- Date: 30 September – 6 October
- Edition: 1st
- Draw: 48S / 4Q / 16D
- Surface: Hard (indoor)
- Location: Nur-Sultan, Kazakhstan

Champions

Singles
- Illya Marchenko

Doubles
- Harri Heliövaara / Illya Marchenko
| Nur-Sultan Challenger |

= 2019 Nur-Sultan Challenger =

The 2019 Nur-Sultan Challenger was a professional tennis tournament played on indoor hard courts. It was the first edition of the tournament which was part of the 2019 ATP Challenger Tour. It took place in Nur-Sultan, Kazakhstan between 30 September and 6 October 2019.

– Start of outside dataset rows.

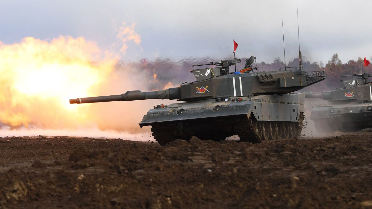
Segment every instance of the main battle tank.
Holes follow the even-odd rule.
[[[305,98],[328,100],[327,104],[313,107],[310,119],[321,133],[336,131],[354,132],[372,128],[372,83],[368,82],[372,73],[342,75],[355,76],[341,80],[344,87],[322,92],[302,91]]]
[[[161,145],[176,139],[195,136],[202,140],[219,141],[237,134],[241,141],[299,137],[304,118],[305,94],[289,93],[325,78],[323,71],[282,68],[259,72],[252,65],[256,57],[246,60],[244,68],[230,73],[229,67],[240,59],[193,65],[215,65],[194,69],[196,81],[179,87],[142,92],[71,99],[70,103],[157,99],[182,101],[157,104],[140,123],[151,126],[152,135]],[[253,71],[256,72],[253,72]]]

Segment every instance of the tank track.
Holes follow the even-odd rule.
[[[298,138],[301,136],[305,117],[301,113],[297,122],[257,121],[254,116],[252,116],[250,118],[241,118],[237,121],[235,120],[231,126],[232,131],[228,133],[231,134],[230,135],[237,134],[241,141],[253,143],[260,143],[269,139]],[[270,129],[270,127],[273,127],[270,126],[272,123],[277,123],[278,124],[275,125],[276,131],[274,132],[272,130],[275,129]],[[278,123],[279,123],[280,126]],[[176,139],[188,140],[193,135],[187,134],[189,131],[187,128],[179,128],[177,127],[175,124],[171,124],[153,125],[151,128],[152,134],[155,140],[161,146]],[[280,129],[280,131],[278,131],[278,128]],[[225,138],[225,136],[220,136],[221,134],[208,133],[194,133],[191,134],[195,134],[193,135],[199,137],[202,140],[210,139],[216,141],[219,141]]]
[[[297,122],[279,122],[282,123],[281,126],[289,127],[289,134],[285,136],[284,130],[282,130],[280,136],[276,132],[275,137],[273,137],[270,134],[270,132],[267,132],[263,128],[264,124],[270,124],[269,121],[257,121],[253,118],[252,119],[241,119],[238,123],[233,126],[234,130],[240,138],[240,141],[250,142],[253,143],[260,143],[263,141],[269,139],[280,139],[282,138],[299,138],[301,136],[301,132],[303,126],[303,121],[305,116],[302,113],[301,113]],[[269,126],[269,128],[270,126]],[[255,128],[256,127],[256,128]],[[292,128],[291,128],[292,127]],[[257,129],[260,129],[259,130]],[[288,130],[288,129],[287,129]],[[287,132],[288,133],[288,132]],[[269,137],[267,137],[267,136]]]
[[[259,143],[262,141],[260,136],[258,135],[253,126],[253,122],[252,119],[247,119],[234,125],[234,131],[240,138],[241,141],[251,143]]]
[[[302,129],[304,127],[304,120],[305,120],[305,116],[303,113],[300,114],[299,117],[297,122],[296,122],[296,134],[295,136],[297,138],[299,138],[301,136],[301,132],[302,131]]]
[[[152,135],[154,138],[161,146],[172,142],[177,138],[172,133],[170,133],[169,128],[157,126],[153,126],[151,128]]]

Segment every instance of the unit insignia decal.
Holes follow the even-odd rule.
[[[208,90],[207,90],[207,88],[208,88],[208,86],[206,86],[205,88],[204,88],[204,87],[203,87],[202,86],[200,88],[199,88],[198,87],[196,87],[196,89],[198,89],[198,90],[196,91],[196,93],[206,93],[207,92],[209,92],[209,91],[208,91]]]
[[[345,92],[345,97],[353,97],[354,95],[353,95],[353,93],[354,92],[352,92],[351,93],[350,92],[348,92],[347,93]]]

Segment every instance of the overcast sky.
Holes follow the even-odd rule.
[[[283,59],[283,14],[287,60],[298,56],[296,6],[303,55],[326,62],[338,53],[343,62],[372,56],[369,1],[17,1],[0,0],[0,41],[33,36],[85,37],[120,53],[122,23],[135,23],[141,36],[128,43],[123,60],[236,54],[257,61]]]

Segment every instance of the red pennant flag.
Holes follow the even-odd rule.
[[[366,60],[366,57],[364,57],[364,67],[366,67],[369,64],[369,61]]]
[[[235,53],[235,51],[236,50],[236,48],[238,48],[238,43],[235,42],[235,40],[234,40],[234,52]]]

==Singles main-draw entrants==
===Seeds===

| Country | Player | Rank^{1} | Seed |
|---|---|---|---|
| FRA | Corentin Moutet | 96 | 1 |
| RUS | Evgeny Donskoy | 116 | 2 |
| TUN | Malek Jaziri | 117 | 3 |
| BLR | Ilya Ivashka | 134 | 4 |
| GER | Yannick Maden | 136 | 5 |
| SRB | Viktor Troicki | 151 | 6 |
| UZB | Denis Istomin | 165 | 7 |
| RUS | Alexey Vatutin | 195 | 8 |
| BEL | Ruben Bemelmans | 202 | 9 |
| KAZ | Dmitry Popko | 209 | 10 |
| ITA | Matteo Viola | 213 | 11 |
| KAZ | Aleksandr Nedovyesov | 216 | 12 |
| RUS | Roman Safiullin | 229 | 13 |
| IND | Sasikumar Mukund | 233 | 14 |
| JPN | Hiroki Moriya | 250 | 15 |
| RUS | Evgeny Karlovskiy | 256 | 16 |

- ^{1} Rankings are as of 23 September 2019.

===Other entrants===
The following players received wildcards into the singles main draw:
- RUS Andrei Iakovlev
- UZB Jurabek Karimov
- KAZ Timur Khabibulin
- KAZ Dostanbek Tashbulatov
- KAZ Beibit Zhukayev

The following player received entry into the singles main draw using a protected ranking:
- AUT Maximilian Neuchrist

The following players received entry from the qualifying draw:
- RUS Savriyan Danilov
- FRA Fabien Reboul

The following player received entry as a lucky loser:
- KAZ Sagadat Ayap

==Champions==
===Singles===

- UKR Illya Marchenko def. GER Yannick Maden 4–6, 6–4, 6–3.

===Doubles===

- FIN Harri Heliövaara / UKR Illya Marchenko def. POL Karol Drzewiecki / POL Szymon Walków 6–4, 6–4.